BMW Insists You'll Love This Controversial New 4 Series Coupe Grille
BMW has a new 4 Series Coupe to tempt you into dealerships, but the most controversial change may well be the new, vertical kidney grille. No recent BMW has escaped comment when it comes to their nose styling but, far from taming its exterior designers, the automaker has only leaned into their love-it-or-hate-it aesthetic.
The 2021 4 Series Coupe is a challenging design, certainly, not to mention a stark departure from other BMW models of recent years. We're far more familiar with BMW's wide, low grilles, albeit ones which have been growing in overall size significantly. For the new 4 Series, however, it's both a bold change and a nod back to BMW models of old.
"This product is very important to us," Domagoj Dukec, Head of BMW Design explained after the new 4 Series Coupe's reveal. "We were looking also for something which is very typically BMW on one hand, because of course BMW is always very pioneering and we tried to be progressive ... But of course the heritage is very important to BMW."
Indeed, the automaker credits itself with changing how automotive grilles in general were styled. Originally, Dukec points out, cooler grilles were defined by the cooler itself behind them. BMW's embrace of a more stylized kidney shape changed that.
"In design it's not about beauty or ugliness," Dukec argues. "Successful design has unmistakable and very daring character, and especially for BMW this is very important. BMW's were always very strong in character, and this is what I'd like to bring back to BMW."
In fact, the design chief argues that 4 Series Coupe buyers do, in fact, want this aggressive design. They might just not realize it yet.
"This is more reflecting the zeitgeist, there is no right or wrong," Dukec suggests. "We try really to make the design not just what we think is right, or we like. It's what we think our customers are looking for."
If you aren't looking for it, don't worry too much. What this doesn't mean is that every BMW moving forward will have this same sort of vertical grille, even if the BMW i4 and other cars are expected to use it. The automaker will be basing its design decisions on a number of factors.

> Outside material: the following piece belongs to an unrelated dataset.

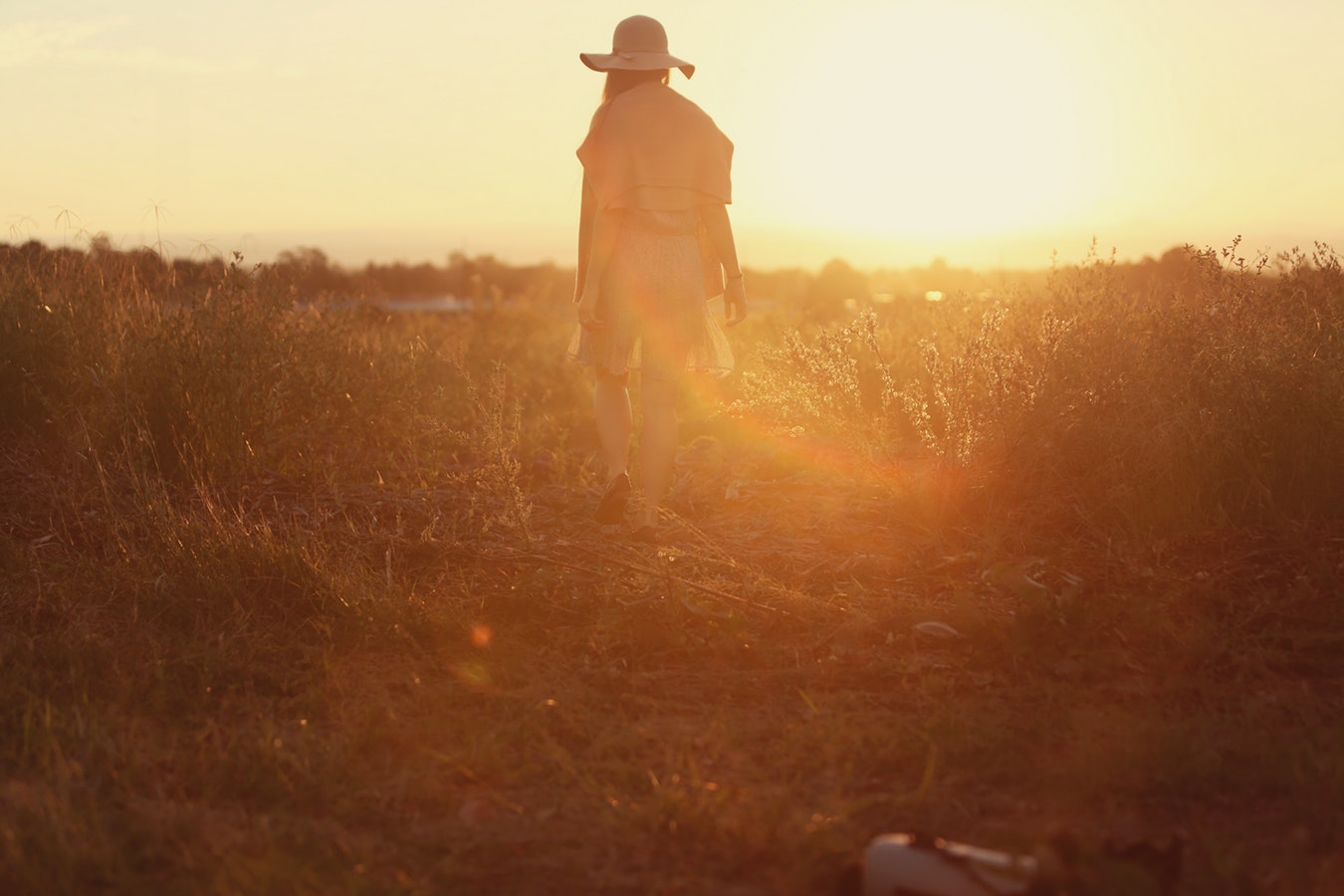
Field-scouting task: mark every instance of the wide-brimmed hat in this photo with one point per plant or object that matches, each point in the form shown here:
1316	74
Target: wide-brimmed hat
640	43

"It's just because we have so many different customers," Dukec says. "They all love BMW, but they're all looking for a different type of character from BMW." He points to the large, wide grille we saw first on the 7 Series, and then on the more recently-announced 2021 5 Series.
Looking ahead, BMW is trying to balance aesthetics, practical design, and the limitations things like individual country's regulations apply. One of the biggest challenges automakers – and designers within those companies specifically – face is trying to accommodate those areas where a front license plate is required.

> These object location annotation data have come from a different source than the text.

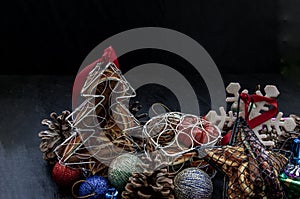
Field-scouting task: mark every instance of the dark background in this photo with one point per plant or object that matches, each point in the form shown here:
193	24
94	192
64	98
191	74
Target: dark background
43	43
54	37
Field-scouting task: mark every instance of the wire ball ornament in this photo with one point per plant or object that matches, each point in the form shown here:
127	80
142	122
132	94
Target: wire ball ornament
104	127
176	133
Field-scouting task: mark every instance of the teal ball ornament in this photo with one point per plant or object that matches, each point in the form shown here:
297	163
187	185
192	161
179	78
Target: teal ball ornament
121	169
193	183
93	187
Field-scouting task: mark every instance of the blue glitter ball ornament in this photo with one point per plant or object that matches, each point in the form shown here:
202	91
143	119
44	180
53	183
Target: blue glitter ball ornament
93	187
192	183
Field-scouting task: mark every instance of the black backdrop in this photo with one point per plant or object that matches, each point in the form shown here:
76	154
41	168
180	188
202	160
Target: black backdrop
54	37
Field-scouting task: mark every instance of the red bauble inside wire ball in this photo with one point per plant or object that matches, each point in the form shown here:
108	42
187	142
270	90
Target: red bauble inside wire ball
65	176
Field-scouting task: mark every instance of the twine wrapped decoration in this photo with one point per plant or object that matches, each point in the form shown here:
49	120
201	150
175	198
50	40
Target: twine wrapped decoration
103	124
252	171
176	134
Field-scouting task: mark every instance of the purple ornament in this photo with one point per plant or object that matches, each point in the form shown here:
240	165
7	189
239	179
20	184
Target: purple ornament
295	148
93	187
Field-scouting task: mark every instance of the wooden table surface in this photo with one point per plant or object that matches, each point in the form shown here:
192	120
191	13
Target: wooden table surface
26	100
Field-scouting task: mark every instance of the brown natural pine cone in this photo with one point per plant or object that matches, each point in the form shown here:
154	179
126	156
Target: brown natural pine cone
59	129
154	182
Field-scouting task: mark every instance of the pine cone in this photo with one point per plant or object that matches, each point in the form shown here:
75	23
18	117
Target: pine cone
154	182
59	129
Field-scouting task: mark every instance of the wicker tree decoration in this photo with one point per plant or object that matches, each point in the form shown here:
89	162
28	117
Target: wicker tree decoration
105	128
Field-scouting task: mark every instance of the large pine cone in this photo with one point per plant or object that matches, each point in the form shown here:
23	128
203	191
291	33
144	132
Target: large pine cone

"We would love to have a digital number plate," Dukec suggests, "but governments would have to adapt sooner or later."
The reality, Dukec explains, is that design always has to operate within the limits of production, legislation, and other factors – constraints that aren't applied to concept cars. "You just have to look at our show cars, that is where we want to go," the BMW design chief says. "It's something every company is dealing with, when we bring a product to market we have to use our creativity to use our technical base – the ingredients – to make the best product for our customers. Afterwards, once you drive a car, you will experience how it drives, but in the beginning it's just the design."

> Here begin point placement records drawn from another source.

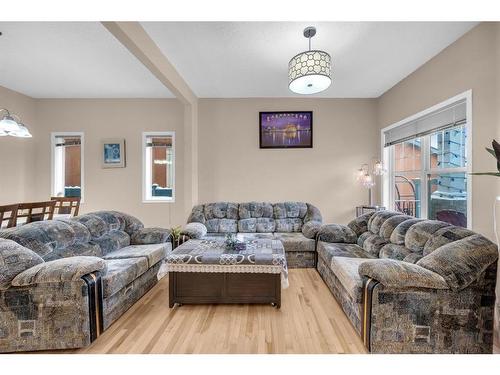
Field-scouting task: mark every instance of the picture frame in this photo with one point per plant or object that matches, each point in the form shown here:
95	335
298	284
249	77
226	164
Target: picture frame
113	153
285	129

"But if you try anything, some things are required, like headlights, cooling, the width of the tires, pedestrian regulations," Dukec points out. "But everyone has the same regulations. It's a nice competition between competitors, because in this very restricted segment we have to differentiate from each other. Every brand has to differentiate their brand image, their heritage, that character that brand represents. This is why we try to look to very distinguished details: the kidney, for example or the Hofmeister-kink."
The new 2021 BMW 4 Series Coupe will launch globally in October 2020, starting at $45,600 for the 430i Coupe. Later down the line there'll be a new BMW M4 Coupe, Dukec confirmed.